With all due respect...
Michigan is a notorious choke-artist. I can remember even back through the late 80s that Michigan always had so much potential, but always managed to blow the season (much like Tenn has). Yes, they (both) have won NCs since then (and UGA hasn't), but it never is good to have one of your best opportunities to stumble at the end of the year.
Furthermore, I think Florida like being where most people have them, pushed out of the limelight. Remember, nobody wanted to give them props last year until they killed OSU.
Finally, while I think the rest of the Pac10 is gaining ground and that last season showed the Trojans are indeed vulnerable, they can react in 2 ways: continue to be exposed or work harder and reclaim the aura, I tend to lean towards the latter.

That said, this is all speculation (and by a dimwit at that).

by fotodog on Aug 23, 2007 11:00 AM EDT   0 recs

LOOK !!!
More ads for thongs - they appear the same day as Kristen Davis re-appears.

Perhaps you should put more pictures of Mary Louise Parker - you'll get ads for High Times magazine and interesting paraphenalia

Pictures of Bo Derek will likely mean ads for ED drugs (aiming for the demographic that grew up thinking 10 should have won an Oscar).

Pictures of Lindsey Lohan will yield ads for defensive driving schools.

Pictures of Britney Spears might produce ads for Valtrex.

Pictures of Meg Ryan will mean ads for Retin-A cream

Pictures of Ann Coulter will get this http://www.prankplace.com/hillaryvoodookit.htm

by Blogger who came in from the cold on Aug 23, 2007 2:44 PM EDT   0 recs

I just don't see it re: big televen
By which I mean, I just don't think that the Big Televen is that good. tOSU remains an unknown, and I think Wisconsin looked better by virtue of running over lesser teams last season rather than actually being great.
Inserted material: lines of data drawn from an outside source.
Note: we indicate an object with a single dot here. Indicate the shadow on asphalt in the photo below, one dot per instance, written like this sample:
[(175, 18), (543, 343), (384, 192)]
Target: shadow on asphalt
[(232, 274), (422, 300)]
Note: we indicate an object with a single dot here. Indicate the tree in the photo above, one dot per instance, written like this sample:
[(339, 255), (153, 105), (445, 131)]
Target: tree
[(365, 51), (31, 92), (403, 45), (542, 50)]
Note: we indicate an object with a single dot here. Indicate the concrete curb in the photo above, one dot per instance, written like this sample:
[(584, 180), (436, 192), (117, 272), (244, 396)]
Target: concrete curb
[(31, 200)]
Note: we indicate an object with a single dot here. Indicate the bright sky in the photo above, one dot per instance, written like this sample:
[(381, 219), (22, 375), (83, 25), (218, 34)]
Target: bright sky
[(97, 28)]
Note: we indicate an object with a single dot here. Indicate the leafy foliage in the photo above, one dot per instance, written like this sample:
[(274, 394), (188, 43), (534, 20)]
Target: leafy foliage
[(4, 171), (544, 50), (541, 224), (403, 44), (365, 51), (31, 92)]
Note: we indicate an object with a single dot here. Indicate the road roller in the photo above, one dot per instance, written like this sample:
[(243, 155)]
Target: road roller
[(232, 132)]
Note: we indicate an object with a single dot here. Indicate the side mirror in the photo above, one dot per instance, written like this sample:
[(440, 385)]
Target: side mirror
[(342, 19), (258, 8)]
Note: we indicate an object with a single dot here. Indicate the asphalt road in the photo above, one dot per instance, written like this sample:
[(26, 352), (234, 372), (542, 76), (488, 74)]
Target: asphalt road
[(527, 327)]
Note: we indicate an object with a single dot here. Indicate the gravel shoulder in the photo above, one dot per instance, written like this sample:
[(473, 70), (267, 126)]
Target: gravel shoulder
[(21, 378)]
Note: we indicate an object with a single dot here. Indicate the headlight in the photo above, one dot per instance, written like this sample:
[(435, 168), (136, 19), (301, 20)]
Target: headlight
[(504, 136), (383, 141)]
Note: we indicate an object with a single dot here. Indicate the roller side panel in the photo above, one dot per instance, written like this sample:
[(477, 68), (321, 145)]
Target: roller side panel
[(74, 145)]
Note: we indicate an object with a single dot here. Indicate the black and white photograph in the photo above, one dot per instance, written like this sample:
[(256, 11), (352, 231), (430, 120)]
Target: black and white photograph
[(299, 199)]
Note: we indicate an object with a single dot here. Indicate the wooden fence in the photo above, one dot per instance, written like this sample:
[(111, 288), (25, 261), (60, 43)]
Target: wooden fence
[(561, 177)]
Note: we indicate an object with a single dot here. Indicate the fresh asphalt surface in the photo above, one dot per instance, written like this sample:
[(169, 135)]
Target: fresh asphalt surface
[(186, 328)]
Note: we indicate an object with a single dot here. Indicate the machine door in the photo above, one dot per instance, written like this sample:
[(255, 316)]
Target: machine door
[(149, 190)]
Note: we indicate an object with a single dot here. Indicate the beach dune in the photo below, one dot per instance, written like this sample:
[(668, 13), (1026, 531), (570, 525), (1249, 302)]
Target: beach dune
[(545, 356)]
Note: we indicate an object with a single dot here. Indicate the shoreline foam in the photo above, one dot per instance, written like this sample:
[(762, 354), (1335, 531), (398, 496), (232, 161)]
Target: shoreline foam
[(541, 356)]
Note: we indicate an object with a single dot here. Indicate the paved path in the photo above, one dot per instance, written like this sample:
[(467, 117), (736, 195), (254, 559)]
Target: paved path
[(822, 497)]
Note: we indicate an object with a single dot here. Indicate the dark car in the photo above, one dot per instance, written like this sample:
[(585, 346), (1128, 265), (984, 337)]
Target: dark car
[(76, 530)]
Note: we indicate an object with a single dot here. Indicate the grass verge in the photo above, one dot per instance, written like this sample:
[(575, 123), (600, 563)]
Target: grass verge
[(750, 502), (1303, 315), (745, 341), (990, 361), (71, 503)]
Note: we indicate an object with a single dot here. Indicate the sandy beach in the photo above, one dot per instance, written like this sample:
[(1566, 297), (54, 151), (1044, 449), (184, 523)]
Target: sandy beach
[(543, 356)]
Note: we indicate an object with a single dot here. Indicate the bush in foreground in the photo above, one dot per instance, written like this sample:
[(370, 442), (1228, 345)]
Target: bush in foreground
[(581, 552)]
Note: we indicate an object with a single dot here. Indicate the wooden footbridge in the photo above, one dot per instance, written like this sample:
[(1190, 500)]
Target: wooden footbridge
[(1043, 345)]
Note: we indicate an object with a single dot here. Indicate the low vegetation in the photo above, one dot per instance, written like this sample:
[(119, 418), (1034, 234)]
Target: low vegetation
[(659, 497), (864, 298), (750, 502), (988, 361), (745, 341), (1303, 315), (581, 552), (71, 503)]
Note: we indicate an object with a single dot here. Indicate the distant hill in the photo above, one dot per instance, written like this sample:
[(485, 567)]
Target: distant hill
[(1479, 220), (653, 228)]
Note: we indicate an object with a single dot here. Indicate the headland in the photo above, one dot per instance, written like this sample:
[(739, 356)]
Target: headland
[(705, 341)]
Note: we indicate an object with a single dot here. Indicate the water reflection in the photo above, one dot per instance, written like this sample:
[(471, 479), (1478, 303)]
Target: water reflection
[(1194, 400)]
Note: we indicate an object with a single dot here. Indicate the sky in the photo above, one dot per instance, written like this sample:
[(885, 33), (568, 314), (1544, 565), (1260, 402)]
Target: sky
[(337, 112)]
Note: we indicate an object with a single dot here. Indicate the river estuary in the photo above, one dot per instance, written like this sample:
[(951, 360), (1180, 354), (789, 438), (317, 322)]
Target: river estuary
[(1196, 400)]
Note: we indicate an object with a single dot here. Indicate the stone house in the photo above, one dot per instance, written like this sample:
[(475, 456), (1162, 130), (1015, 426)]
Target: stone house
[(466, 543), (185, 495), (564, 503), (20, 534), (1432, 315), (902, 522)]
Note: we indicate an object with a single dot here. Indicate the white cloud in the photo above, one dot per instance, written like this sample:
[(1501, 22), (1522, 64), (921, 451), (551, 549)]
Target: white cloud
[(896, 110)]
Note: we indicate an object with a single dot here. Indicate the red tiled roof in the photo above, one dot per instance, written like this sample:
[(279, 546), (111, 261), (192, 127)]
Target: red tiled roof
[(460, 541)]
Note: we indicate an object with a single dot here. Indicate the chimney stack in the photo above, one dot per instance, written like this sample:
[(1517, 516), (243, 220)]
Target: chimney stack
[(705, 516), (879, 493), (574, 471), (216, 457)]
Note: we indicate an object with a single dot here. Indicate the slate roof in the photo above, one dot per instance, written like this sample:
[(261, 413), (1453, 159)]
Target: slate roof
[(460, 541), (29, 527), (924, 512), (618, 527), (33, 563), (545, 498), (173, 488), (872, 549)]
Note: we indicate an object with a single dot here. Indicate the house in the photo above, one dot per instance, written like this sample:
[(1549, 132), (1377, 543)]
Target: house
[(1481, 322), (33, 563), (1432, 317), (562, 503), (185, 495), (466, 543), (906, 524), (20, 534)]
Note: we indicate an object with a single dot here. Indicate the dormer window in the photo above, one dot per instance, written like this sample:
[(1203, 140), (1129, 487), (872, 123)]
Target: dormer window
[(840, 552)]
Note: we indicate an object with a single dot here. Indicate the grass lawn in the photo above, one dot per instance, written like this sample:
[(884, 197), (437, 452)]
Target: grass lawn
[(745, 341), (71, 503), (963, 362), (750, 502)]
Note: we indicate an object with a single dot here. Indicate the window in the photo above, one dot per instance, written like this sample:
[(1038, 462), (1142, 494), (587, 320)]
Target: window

Frankly I think Cal is a better team.

On that tenuous logic - which is to say, that 1) Michigan is by some small margin the best team in the Big Televen before a down has been played, just as USC probably is in the Pac 10, and that 2) the "others" in the Pac 10 are marginally better than in the Big 10 - I'd call an unbeaten Michigan versus a one-loss USC a push. In terms of the natural order of the universe, or something.

I also think that USC dropping 3 games total against conference opponents in the 2003 - 2006 seasons doesn't constitute a penchant. I do think that Booty can't get them to an unbeaten season on his lonesome.